Clever, but these tactics should all strike a more familiar and menacing chord. They might as well be copied out of the playbook of the Republican opposition, the one they’ve been running day in and day out since January 20, 2009. Examples:
- (3) When possible, refer all matters to committees, for “further study and consideration.” Attempt to make the committees as large as possible–never less than five.
- (4) Bring up irrelevant issues as frequently as possible.
- Is President Obama a citizen?
- Is he a socialist? Is he patriotic?
- Does he use the phrase “Islamic fundamentalism,” or other buzzwords, enough?
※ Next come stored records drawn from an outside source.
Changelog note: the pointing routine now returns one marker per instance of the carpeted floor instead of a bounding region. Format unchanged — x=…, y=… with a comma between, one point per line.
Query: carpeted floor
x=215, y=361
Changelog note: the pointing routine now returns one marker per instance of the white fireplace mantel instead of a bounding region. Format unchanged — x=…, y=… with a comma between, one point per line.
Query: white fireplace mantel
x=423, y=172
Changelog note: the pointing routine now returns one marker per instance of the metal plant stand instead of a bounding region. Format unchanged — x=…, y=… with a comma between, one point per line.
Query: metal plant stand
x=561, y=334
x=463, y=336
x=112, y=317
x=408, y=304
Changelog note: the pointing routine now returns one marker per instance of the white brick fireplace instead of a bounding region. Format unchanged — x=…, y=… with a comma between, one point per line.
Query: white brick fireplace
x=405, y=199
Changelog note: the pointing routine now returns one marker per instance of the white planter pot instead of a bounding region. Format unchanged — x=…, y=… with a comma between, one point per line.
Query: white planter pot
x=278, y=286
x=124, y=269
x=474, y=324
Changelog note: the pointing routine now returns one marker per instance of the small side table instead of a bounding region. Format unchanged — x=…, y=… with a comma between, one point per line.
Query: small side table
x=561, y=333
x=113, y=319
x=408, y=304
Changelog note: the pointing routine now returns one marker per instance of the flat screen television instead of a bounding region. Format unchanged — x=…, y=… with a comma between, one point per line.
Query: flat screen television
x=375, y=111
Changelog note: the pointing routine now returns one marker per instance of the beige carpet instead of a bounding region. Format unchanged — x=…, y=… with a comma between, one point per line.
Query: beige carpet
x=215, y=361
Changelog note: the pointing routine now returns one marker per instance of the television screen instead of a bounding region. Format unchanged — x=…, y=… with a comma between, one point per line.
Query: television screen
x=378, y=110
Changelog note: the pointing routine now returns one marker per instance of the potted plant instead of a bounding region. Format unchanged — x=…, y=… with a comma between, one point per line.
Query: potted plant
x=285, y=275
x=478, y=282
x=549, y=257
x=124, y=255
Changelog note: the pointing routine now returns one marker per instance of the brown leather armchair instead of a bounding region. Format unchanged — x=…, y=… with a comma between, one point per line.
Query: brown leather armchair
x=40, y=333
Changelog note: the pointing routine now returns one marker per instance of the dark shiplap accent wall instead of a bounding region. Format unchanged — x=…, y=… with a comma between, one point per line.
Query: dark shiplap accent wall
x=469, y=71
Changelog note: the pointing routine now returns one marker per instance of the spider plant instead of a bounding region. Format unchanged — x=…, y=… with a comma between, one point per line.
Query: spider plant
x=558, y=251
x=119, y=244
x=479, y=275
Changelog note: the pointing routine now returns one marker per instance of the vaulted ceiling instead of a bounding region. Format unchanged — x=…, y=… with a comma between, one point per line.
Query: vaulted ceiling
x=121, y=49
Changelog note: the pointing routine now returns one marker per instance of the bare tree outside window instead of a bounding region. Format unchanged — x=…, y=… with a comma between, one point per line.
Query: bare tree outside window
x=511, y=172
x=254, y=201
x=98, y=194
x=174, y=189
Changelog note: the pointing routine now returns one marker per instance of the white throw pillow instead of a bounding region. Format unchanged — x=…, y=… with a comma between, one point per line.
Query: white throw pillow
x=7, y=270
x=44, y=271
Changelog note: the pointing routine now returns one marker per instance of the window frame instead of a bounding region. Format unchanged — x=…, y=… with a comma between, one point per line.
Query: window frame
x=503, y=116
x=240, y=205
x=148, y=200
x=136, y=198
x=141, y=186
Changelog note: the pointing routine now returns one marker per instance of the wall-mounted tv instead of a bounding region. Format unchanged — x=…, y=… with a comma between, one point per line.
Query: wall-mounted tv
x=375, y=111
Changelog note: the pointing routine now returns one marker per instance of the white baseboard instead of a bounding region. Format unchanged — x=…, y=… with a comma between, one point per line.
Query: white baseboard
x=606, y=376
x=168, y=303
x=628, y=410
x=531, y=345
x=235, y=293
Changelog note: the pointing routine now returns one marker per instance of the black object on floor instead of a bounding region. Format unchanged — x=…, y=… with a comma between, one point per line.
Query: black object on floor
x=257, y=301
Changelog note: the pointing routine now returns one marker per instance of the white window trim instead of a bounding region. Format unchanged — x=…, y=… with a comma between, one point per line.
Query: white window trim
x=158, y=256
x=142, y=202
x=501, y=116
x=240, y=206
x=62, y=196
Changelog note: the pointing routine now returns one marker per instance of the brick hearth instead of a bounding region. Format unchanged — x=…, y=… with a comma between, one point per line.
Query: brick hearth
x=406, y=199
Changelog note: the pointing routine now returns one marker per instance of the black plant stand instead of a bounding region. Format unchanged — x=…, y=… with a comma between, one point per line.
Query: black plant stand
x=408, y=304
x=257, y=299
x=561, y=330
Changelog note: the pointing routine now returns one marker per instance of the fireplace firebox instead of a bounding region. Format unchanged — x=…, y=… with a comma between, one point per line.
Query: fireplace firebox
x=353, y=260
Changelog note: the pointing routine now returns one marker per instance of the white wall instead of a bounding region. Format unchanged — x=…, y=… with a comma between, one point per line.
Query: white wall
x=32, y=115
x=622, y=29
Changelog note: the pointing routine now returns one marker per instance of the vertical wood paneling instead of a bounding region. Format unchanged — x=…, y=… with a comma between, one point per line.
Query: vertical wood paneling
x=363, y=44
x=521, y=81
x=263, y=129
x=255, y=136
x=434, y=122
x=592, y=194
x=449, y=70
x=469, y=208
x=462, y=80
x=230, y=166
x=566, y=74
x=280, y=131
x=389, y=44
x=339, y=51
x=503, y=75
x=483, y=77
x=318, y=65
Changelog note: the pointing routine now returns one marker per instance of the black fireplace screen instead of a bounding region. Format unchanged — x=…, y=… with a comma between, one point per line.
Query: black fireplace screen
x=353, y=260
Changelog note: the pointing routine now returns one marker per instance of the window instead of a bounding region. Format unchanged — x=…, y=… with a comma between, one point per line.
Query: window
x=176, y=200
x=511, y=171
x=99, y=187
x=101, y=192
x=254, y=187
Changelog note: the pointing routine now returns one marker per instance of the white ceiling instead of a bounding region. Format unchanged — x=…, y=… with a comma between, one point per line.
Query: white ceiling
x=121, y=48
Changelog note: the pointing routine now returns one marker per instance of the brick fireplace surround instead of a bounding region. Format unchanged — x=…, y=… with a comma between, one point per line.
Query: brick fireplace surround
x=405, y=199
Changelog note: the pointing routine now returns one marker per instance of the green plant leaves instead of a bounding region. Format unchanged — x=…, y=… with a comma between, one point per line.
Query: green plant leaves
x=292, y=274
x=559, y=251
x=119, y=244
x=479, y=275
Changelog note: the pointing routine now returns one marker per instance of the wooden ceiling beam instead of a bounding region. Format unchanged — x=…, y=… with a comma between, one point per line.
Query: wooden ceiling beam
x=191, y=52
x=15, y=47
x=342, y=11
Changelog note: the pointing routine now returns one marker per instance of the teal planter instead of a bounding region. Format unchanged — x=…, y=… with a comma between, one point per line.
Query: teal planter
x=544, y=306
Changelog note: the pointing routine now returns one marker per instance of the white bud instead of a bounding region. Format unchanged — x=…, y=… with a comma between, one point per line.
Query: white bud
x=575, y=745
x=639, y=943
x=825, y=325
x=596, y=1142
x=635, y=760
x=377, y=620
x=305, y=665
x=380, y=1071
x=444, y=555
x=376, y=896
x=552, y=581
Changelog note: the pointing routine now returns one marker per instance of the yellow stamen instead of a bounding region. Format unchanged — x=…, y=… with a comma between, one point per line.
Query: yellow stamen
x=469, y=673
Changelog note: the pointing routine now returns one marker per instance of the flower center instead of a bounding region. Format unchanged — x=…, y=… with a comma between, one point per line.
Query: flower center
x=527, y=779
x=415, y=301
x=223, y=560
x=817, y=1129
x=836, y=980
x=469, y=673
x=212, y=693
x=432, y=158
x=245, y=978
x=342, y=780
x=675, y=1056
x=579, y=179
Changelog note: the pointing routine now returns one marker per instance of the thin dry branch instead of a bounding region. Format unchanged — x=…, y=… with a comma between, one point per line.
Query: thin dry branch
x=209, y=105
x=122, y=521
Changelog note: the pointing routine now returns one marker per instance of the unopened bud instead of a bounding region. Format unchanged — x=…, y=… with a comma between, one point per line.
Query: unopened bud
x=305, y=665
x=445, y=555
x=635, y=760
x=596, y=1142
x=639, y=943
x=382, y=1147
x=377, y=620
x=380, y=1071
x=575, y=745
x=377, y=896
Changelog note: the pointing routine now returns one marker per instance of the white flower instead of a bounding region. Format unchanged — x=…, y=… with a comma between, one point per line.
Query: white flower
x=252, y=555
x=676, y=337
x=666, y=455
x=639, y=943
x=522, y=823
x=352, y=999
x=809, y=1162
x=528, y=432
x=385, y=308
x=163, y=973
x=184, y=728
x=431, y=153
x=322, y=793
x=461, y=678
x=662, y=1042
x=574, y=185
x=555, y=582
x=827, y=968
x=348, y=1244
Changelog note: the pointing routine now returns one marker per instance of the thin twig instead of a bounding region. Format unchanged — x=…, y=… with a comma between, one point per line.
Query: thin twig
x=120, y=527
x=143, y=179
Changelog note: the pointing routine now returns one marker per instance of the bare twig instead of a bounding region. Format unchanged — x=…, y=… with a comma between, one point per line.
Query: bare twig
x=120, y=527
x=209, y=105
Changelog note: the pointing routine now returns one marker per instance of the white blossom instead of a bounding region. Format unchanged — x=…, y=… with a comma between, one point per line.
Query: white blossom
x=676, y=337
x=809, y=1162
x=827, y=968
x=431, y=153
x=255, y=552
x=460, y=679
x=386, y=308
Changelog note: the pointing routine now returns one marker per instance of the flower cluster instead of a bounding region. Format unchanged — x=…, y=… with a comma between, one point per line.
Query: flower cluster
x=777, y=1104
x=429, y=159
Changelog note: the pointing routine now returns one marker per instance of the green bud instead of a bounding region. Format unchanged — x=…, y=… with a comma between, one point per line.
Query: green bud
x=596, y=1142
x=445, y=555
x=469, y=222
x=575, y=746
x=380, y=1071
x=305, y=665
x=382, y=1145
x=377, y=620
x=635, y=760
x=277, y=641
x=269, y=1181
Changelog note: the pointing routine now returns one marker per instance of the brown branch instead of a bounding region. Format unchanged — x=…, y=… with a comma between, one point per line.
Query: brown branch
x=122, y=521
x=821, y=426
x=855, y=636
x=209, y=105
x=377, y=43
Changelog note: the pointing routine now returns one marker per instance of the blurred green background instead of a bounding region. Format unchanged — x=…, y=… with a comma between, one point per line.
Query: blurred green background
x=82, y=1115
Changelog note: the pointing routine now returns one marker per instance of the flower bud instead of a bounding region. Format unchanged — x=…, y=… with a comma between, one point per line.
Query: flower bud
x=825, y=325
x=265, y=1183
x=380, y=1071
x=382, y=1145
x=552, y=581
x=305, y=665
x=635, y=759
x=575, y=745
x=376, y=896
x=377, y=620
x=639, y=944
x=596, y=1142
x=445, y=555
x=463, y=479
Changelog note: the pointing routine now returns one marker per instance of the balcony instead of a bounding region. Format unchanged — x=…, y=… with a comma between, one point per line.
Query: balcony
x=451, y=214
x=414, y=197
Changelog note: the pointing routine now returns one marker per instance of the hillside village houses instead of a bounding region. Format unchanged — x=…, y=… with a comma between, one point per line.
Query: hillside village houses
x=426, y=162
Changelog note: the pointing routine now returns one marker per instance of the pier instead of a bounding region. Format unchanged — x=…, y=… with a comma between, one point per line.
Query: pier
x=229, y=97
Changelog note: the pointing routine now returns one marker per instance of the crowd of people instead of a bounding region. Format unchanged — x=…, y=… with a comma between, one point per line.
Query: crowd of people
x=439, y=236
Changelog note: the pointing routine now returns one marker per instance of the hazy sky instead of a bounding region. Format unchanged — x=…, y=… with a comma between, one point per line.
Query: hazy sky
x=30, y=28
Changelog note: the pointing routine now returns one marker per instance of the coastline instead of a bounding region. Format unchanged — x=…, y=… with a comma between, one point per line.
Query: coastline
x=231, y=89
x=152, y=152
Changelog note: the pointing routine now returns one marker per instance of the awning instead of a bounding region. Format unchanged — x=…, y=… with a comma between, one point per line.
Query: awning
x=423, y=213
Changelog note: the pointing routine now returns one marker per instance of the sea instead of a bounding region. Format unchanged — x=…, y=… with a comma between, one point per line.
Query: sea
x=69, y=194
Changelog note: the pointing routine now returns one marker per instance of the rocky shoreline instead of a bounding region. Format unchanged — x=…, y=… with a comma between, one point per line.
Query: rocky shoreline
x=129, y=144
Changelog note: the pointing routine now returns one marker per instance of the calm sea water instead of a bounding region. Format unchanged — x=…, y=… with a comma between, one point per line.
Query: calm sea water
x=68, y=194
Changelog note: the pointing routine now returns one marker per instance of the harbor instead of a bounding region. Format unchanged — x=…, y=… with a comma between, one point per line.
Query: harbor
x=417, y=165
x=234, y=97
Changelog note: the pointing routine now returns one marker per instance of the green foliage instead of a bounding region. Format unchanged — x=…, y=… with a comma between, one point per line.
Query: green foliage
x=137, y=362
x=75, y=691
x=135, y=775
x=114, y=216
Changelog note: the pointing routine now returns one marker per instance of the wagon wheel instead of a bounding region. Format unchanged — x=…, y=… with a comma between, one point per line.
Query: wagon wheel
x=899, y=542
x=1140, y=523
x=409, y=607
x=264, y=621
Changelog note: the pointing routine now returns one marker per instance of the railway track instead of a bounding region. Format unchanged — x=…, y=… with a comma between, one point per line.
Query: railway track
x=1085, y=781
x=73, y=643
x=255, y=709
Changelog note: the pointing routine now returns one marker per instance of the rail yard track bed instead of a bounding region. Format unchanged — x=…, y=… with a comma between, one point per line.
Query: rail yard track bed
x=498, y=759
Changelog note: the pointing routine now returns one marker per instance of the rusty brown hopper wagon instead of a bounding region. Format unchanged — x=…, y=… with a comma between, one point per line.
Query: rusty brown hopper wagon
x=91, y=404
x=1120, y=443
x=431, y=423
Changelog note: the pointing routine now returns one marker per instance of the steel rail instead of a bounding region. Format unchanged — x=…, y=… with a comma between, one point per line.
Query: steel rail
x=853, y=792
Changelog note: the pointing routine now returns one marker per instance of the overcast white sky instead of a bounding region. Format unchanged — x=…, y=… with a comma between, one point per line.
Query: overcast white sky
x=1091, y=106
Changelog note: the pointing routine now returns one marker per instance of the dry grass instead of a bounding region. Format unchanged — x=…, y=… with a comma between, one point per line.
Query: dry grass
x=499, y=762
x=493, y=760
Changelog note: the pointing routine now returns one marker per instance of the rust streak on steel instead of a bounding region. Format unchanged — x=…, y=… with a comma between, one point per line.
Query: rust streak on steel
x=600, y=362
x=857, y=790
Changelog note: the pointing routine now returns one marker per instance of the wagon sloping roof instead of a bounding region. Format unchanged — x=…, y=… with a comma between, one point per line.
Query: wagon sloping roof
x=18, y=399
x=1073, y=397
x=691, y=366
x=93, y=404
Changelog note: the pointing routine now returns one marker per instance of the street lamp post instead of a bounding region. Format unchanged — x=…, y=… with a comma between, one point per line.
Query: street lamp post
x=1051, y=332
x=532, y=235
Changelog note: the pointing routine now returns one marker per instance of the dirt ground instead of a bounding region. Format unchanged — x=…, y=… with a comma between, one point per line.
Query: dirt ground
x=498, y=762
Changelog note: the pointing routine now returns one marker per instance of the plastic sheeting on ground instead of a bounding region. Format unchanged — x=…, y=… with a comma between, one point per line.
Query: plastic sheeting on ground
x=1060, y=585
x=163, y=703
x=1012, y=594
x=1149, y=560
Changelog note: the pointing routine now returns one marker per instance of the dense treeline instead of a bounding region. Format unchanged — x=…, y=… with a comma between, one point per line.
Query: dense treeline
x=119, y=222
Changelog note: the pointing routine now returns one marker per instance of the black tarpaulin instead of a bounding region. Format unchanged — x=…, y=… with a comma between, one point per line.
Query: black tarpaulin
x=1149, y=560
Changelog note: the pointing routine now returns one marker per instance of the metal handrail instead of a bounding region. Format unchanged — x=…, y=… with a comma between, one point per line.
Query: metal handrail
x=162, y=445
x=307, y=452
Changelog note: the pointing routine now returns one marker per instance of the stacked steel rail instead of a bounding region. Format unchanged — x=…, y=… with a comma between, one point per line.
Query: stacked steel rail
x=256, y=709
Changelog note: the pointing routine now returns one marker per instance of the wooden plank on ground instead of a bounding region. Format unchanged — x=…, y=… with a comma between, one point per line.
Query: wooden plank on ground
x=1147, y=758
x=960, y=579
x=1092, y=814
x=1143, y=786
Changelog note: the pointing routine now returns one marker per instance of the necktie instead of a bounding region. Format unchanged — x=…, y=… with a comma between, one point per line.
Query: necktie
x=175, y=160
- Is any attempt to tinker with financial policy a tax hike?
- Will health care reform (somehow) lead to euthanasia?
- The list goes on — and includes the acknowledged practice of filing frivolous amendments to upset a delicate consensus.
- (7) Advocate “caution.” Be “reasonable” and urge your fellow-conferees to be “reasonable” and avoid haste which might result in embarrassments or difficulties later on.
- (8) Be worried about the propriety of any decision–raise the question of whether such action as is contemplated lies within the jurisdiction of the group or whether it might conflict with the policy of some higher echelon.
- Has the Republican caucus ever not raised a constitutional objection to a major policy decision?
- Politicians should make such objections — but only when they have a good faith basis for it, the kind that’s lacking in, say, the health care reform “litigation.”
Quintus Fabius Maximus Cunctator they are not, but the Republican Party knows what they’re doing.